2007-04-26 | フィールドから
・昨日の夕方は、北海道大学の飯島くんにD論の内容(エゾマツとトドマツの倒木更新)を分かりやすく勉強会で話していただいた。両名にはそのまま宿泊していただいて、今日は雨交じりの中を案内。まず、直営現場に行く。標高800mを越えているので寒い。エゾマツ疎林を穴を広げるように伐採し、樹群単位で管理しようとする試み。そのせいか、伐出される材はなかなか粒ぞろい。それなりにいい値がつくんではなかろうか。



・しばらく見たのち、ストライプ状に伐採し、低密度植栽する現場を見る。現在は切り倒された木々が折り重なっている状態。30m幅なので、ずいぶん空けたようにもみるが、両脇のエゾマツの樹高が大きいので案外天然更新も期待できるかも・・・。乾燥のモンダイはそれほど大きくならないかもしれない。



・渋谷先生と択伐施業について雑談。蓄積ベースの従来の基準では、蓄積は保たれるものの、サイズ構造が崩れてしまう、というのは当方の意見と一致している。しかし興味深かったのは、樹高が高い木があると他がそれに追いつくために伸びるのだが、いったん”小さい森”にしてしまうと、勢ぞろいして止まってしまう、という垂直方向のお話。確かに、空間利用としてはDBHよりも樹高に注目する方が理にかなっている。

・久しぶりに岩魚沢保存林に行く。雪が薄くかぶっており、なかなか歩きやすい。かと思うと、ごそっと足元が抜けたりして・・・。この時期、普段は乾いている林床が氾濫して小さな川のようになっている。こうした攪乱は種子散布にも大きな影響を与えていそう(特に、水に浮く種子については・・・)。



・飯島くんとは”倒木ふぁん”としてのマニアックな会話。さすが、一目見ただけでこの倒木は皮がむけて、実生が辛そうな倒木ですね、などと適切なコメントを頂く。と、突然、渋谷先生がテレビで”山菜採りおやじ”がフキノトウは雌雄異株で、雌雄で味も違うし、雌が先に咲く、ということを言っていたというのを思いだし、「えー、そんなことがあるの?」と騒然と(?)なる。岩魚沢では、どうも雌しかないようで・・・。
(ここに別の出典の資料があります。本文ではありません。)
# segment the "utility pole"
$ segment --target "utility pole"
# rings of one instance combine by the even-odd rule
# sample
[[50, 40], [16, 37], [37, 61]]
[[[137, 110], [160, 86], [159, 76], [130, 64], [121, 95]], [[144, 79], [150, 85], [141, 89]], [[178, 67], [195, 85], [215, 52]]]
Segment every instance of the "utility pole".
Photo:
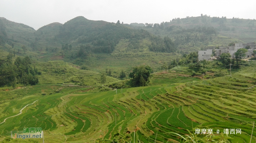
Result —
[[251, 136], [251, 140], [250, 140], [250, 143], [252, 141], [252, 132], [253, 132], [253, 128], [254, 128], [254, 122], [253, 122], [253, 126], [252, 127], [252, 135]]
[[134, 129], [134, 142], [133, 143], [135, 143], [135, 129]]
[[157, 132], [157, 135], [155, 136], [155, 140], [157, 140], [157, 132], [158, 132], [158, 131]]
[[230, 65], [230, 76], [231, 76], [231, 64], [229, 64], [229, 65]]

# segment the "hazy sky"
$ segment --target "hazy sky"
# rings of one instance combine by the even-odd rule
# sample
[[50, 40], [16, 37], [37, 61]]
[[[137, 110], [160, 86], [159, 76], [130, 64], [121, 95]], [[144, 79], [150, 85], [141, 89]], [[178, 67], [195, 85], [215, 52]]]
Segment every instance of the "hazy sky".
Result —
[[222, 16], [256, 19], [256, 0], [0, 0], [0, 17], [35, 29], [78, 16], [124, 23], [160, 23], [175, 17]]

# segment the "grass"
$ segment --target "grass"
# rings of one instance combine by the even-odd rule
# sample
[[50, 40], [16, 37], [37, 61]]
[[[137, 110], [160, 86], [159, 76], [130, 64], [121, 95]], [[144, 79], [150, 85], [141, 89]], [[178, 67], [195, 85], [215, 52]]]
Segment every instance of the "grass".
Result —
[[[242, 70], [241, 72], [237, 74], [245, 74]], [[193, 123], [194, 128], [211, 128], [214, 131], [241, 128], [242, 135], [231, 135], [234, 140], [231, 140], [247, 142], [252, 122], [256, 121], [253, 108], [256, 92], [255, 88], [248, 88], [253, 86], [248, 78], [218, 78], [208, 80], [210, 85], [205, 85], [196, 78], [155, 73], [150, 86], [124, 88], [123, 93], [118, 89], [117, 94], [115, 91], [91, 93], [86, 91], [89, 88], [42, 84], [2, 91], [3, 95], [15, 92], [26, 94], [0, 104], [1, 122], [16, 114], [26, 105], [38, 101], [20, 115], [0, 125], [4, 129], [0, 134], [4, 136], [10, 131], [40, 127], [51, 132], [46, 141], [56, 142], [52, 137], [61, 134], [67, 141], [74, 143], [94, 142], [99, 137], [113, 139], [117, 131], [129, 134], [133, 139], [135, 127], [139, 129], [136, 140], [138, 138], [141, 142], [148, 142], [149, 138], [153, 141], [157, 132], [157, 140], [166, 142], [168, 139], [178, 139], [164, 133], [185, 134], [186, 129], [193, 130]], [[162, 79], [169, 82], [161, 83]], [[175, 84], [172, 81], [176, 81]], [[192, 81], [199, 82], [185, 86], [185, 82]], [[60, 92], [54, 92], [61, 87]], [[253, 135], [256, 136], [256, 133]], [[64, 141], [61, 139], [61, 142]]]

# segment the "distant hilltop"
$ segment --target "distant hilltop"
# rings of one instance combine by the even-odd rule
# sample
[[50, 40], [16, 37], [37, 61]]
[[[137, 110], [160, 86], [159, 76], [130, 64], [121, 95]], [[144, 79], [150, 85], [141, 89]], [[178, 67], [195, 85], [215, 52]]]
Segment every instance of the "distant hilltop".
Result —
[[143, 23], [131, 23], [131, 24], [130, 24], [130, 25], [133, 25], [133, 26], [140, 26], [142, 27], [143, 27], [144, 26], [145, 26], [145, 24], [144, 24]]

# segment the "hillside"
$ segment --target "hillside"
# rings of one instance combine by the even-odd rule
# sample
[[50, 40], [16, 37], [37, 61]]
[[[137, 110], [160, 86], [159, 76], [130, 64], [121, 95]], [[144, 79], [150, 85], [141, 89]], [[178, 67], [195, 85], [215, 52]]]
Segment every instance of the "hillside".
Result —
[[161, 37], [168, 36], [175, 40], [180, 51], [186, 53], [227, 45], [231, 42], [256, 41], [256, 20], [202, 15], [176, 18], [160, 24], [146, 23], [143, 28]]

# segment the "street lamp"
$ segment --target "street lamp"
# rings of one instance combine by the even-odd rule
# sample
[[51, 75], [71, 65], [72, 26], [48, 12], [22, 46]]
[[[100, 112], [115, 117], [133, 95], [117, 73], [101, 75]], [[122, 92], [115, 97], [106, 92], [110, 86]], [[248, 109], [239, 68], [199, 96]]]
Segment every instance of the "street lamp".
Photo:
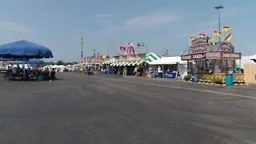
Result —
[[82, 45], [82, 42], [83, 42], [83, 36], [82, 35], [82, 38], [81, 38], [81, 59], [82, 59], [82, 63], [83, 62], [83, 54], [82, 54], [83, 45]]
[[[218, 32], [221, 31], [221, 9], [223, 9], [224, 7], [222, 6], [215, 6], [215, 9], [218, 10]], [[221, 38], [218, 37], [218, 42], [221, 42]]]

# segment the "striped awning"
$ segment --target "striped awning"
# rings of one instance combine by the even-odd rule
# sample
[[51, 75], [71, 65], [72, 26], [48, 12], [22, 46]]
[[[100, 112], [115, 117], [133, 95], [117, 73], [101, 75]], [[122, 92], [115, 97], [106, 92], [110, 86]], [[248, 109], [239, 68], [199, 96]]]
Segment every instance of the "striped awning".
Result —
[[111, 58], [108, 61], [103, 62], [102, 64], [109, 65], [110, 63], [113, 63], [114, 62], [115, 62], [115, 58]]
[[147, 62], [154, 62], [154, 61], [157, 61], [158, 59], [160, 59], [162, 58], [162, 56], [154, 54], [154, 53], [150, 53], [148, 54], [146, 54], [146, 60]]
[[144, 60], [138, 62], [114, 62], [110, 64], [111, 66], [138, 66], [145, 62]]

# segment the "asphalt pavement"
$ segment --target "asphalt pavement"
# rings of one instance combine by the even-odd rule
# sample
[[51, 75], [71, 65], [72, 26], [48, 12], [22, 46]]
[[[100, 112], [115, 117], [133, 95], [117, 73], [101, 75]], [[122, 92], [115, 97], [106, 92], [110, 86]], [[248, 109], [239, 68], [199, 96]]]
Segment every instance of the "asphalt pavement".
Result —
[[256, 143], [256, 86], [57, 73], [0, 78], [0, 143]]

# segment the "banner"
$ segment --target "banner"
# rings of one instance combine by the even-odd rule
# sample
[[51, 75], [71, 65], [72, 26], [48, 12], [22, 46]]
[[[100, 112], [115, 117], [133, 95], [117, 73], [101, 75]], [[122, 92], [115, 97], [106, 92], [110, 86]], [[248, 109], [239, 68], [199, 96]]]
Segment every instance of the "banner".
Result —
[[120, 46], [120, 51], [126, 51], [126, 46]]
[[142, 42], [138, 42], [138, 46], [144, 46], [144, 43], [142, 43]]

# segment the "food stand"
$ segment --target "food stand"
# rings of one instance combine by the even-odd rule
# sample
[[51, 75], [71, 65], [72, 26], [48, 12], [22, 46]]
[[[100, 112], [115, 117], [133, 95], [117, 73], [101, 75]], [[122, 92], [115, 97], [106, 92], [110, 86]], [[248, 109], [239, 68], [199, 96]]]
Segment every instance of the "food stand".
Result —
[[244, 82], [244, 75], [235, 66], [235, 60], [241, 59], [241, 53], [235, 53], [229, 42], [214, 44], [208, 42], [208, 37], [192, 40], [188, 54], [182, 60], [188, 62], [188, 74], [198, 77], [198, 81], [212, 82], [220, 78], [225, 83], [226, 74], [233, 74], [234, 82]]

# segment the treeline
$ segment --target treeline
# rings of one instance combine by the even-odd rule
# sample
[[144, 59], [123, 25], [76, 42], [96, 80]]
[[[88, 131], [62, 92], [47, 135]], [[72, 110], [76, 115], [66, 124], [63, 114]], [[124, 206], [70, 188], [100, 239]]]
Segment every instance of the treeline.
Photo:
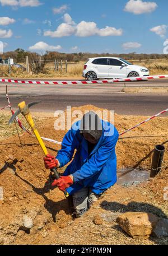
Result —
[[[147, 54], [144, 53], [137, 54], [136, 53], [130, 53], [128, 54], [117, 54], [115, 53], [110, 54], [108, 53], [102, 53], [98, 54], [97, 53], [62, 53], [57, 52], [46, 52], [44, 54], [41, 54], [41, 59], [62, 59], [67, 60], [68, 62], [78, 62], [80, 61], [86, 61], [89, 58], [97, 57], [100, 56], [116, 57], [123, 58], [127, 60], [142, 60], [142, 59], [167, 59], [167, 54], [158, 54], [152, 53]], [[1, 55], [0, 57], [3, 59], [9, 57], [13, 58], [15, 62], [21, 63], [25, 62], [25, 57], [28, 55], [30, 58], [37, 58], [38, 54], [26, 52], [22, 49], [17, 49], [13, 52], [7, 52]]]

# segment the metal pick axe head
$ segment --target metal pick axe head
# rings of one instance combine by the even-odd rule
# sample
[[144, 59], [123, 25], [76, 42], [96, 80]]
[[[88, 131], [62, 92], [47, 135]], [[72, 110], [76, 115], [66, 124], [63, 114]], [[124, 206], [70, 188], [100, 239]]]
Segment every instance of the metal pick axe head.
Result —
[[[29, 113], [29, 108], [31, 108], [32, 106], [34, 106], [34, 105], [38, 104], [41, 102], [41, 101], [35, 101], [31, 103], [29, 103], [27, 105], [26, 105], [25, 101], [22, 101], [22, 103], [20, 103], [18, 105], [19, 108], [10, 118], [8, 122], [8, 125], [10, 125], [10, 124], [11, 124], [12, 123], [13, 123], [15, 118], [20, 113], [21, 113], [23, 115], [25, 116], [25, 114], [28, 114], [28, 113]], [[21, 108], [22, 104], [24, 106], [22, 108]]]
・樹木園では、ブナ産地別試験地などを見ていただく。やっぱり産地試験地は見れば分かるので、インパクトが大きいようである。と、ここでもフキノトウが気になってしまう。うっ、この花は色が違う。明らかに雌とは違うようだ。これが雄か・・・と思ったら、おしべのなかにめしべらしきものが・・・。ということは両性か??つまり、”雌性両全性異株”というのが正解であろうか・・・。身近な植物なのに知らないもんである。しかし、”山菜おやじ”の観察眼はすごい!